I can only assume that it must be great fun and good money to voice characters in animated features, because those are the only reasons I can think of for Nick Frost, Jason Isaacs, Emily Watson and Jessica Brown Findlay to have signed onto Monster Family, a lifeless, meandering mashup of The Incredibles and Monster House with a few blood drips of Monster Squad. It’s all neither funny nor sweet and seems as though someone Mad-Libbed the script together in the last few minutes before drifting off to sleep. It comes as no surprise that there are six writing credits.

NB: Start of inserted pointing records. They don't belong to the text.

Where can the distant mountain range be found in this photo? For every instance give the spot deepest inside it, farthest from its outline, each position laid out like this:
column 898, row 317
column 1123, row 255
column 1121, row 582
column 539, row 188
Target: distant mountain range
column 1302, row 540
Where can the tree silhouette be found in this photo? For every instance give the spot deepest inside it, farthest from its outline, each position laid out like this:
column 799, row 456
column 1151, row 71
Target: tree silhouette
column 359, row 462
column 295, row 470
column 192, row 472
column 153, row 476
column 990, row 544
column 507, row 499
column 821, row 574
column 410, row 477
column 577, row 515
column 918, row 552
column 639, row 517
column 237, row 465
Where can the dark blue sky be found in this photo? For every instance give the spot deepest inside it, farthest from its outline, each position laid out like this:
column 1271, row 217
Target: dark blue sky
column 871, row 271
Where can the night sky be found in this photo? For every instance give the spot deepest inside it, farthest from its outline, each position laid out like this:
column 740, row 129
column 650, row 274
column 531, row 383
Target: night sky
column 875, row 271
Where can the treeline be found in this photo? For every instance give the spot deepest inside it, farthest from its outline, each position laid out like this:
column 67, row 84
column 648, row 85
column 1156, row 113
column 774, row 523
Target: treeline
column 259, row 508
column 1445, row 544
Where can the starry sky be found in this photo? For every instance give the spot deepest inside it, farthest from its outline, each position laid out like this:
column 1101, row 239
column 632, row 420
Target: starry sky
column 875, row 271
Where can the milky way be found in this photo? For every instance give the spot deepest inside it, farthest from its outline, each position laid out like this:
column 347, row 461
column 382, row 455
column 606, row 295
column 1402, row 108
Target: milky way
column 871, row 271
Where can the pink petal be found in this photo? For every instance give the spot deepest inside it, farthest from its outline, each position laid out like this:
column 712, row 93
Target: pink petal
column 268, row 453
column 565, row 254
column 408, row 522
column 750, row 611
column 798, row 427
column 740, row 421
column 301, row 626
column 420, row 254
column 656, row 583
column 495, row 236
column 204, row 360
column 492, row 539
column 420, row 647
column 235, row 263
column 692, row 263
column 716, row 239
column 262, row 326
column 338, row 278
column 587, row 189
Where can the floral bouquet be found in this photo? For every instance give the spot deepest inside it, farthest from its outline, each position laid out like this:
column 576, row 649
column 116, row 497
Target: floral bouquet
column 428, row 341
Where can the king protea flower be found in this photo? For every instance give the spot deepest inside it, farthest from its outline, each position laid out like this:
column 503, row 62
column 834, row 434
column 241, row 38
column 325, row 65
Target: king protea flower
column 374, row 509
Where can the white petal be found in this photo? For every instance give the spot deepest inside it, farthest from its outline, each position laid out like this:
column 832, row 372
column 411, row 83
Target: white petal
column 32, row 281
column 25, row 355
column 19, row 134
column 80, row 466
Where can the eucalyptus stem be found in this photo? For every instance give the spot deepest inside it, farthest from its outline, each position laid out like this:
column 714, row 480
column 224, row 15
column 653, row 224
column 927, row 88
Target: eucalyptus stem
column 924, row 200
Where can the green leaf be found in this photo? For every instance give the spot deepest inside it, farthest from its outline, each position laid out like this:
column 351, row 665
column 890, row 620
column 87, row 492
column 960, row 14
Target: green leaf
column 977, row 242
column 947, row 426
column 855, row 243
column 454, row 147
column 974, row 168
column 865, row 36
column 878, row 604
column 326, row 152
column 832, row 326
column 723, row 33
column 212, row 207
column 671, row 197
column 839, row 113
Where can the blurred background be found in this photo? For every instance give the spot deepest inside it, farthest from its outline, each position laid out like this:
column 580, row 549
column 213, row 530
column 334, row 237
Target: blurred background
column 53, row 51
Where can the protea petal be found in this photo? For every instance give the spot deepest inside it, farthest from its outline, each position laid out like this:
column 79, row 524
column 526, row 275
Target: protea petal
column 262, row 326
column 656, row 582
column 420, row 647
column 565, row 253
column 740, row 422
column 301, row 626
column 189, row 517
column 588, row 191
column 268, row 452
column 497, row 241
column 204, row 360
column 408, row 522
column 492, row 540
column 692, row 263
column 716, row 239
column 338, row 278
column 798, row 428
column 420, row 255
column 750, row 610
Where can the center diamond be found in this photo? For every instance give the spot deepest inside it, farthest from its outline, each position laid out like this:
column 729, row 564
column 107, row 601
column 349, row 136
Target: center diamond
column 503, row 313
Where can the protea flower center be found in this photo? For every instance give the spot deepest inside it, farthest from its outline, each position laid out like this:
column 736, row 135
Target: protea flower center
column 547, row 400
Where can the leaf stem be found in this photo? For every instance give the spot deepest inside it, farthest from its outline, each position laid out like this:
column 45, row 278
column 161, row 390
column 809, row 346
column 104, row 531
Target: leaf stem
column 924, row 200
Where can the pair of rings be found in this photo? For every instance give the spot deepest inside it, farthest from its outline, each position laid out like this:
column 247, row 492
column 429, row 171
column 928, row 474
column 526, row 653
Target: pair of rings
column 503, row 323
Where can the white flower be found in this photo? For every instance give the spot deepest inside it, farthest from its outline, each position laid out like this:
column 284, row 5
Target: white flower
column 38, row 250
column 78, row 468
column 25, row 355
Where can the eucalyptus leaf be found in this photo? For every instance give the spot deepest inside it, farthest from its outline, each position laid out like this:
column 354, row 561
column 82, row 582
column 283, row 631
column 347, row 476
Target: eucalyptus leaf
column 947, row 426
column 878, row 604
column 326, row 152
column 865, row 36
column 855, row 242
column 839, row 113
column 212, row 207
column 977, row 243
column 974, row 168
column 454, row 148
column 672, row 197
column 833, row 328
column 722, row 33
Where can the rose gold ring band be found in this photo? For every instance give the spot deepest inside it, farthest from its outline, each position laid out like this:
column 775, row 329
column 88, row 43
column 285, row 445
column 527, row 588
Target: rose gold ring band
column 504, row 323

Directed by Holger Tappe, the film focuses on an unhappy wife and mother (Watson) who accidentally calls Dracula (Isaacs) and is suddenly his romantic target. Dracula sends a witch, Baba Yaga (Catherine Tate), to turn the mother into a vampire because Dracula doesn’t want to bite her, as this would somehow steal the essence he so loves about her. That’s a weird argument about the value of an unravished woman’s purity for a family movie, and it's one of many we get in this film.

Meanwhile, the family — mom, dad (Frost), daughter Fay (Findlay) and son Max (Ethan Rouse) — attends a Halloween party in monster costumes. They get mistaken for a hired band, then thrown out of the venue into an alley, where the witch confronts the mother and accidentally turns the whole family into monsters for real — a vampire, Frankenstein’s monster, a werewolf and a mummy. Then Baba Yaga uses a faulty magic amulet to lead the mother on a lengthy chase, with mom using her new vampire powers to track the witch all over the city. Then the family realizes she’s heading to London’s Eye, and they have to board a plane to find her. This is all in the first 20 minutes.

I’ve not gotten to the subplots about villainous supermodels or the ones about bullies, an amorous Imhotep, a desert oasis detour or the mother’s hippie bookstore employee who uses the power of kindness to save them or even the one about the dad’s nervous stomach — he’s constantly farting a noxious lime-green gas. Frost speaks about five lines total, and the rest of the time just groans while his character lets ’em rip.

Nothing matters in this movie; stuff just happens.

The existence of a film like this, one whose creators put a great deal of thought into their 3-D animation and almost none into its story, isn’t an anomaly. Tappe made another knockoff film in 2012 called Animals United, with a voice cast including Stephen Fry, Vanessa Redgrave and Jim Broadbent. The most accurate review of that film came from British critic Robbie Collin, who called it “Badagascar,” referring to its aping of Madagascar — and its demonstration of little understanding of why that film was so critically lauded. A German production, Animals United still made $51 million at the international box office and likely more from DVD sales to parents in need of literally anything for their kids to gawk at for a couple of hours.

Family films that deftly face down difficult issues, such as racism (Zootopia), wrongful incarceration and immigration (Paddington 2) and inequality (Moana), become classics for a reason. Sometimes, thankfully, this translates into a box office or home-video success. Other times, The Emoji Movie and its ilk dominate. God help the parents whose kids fall in love with Monster Family.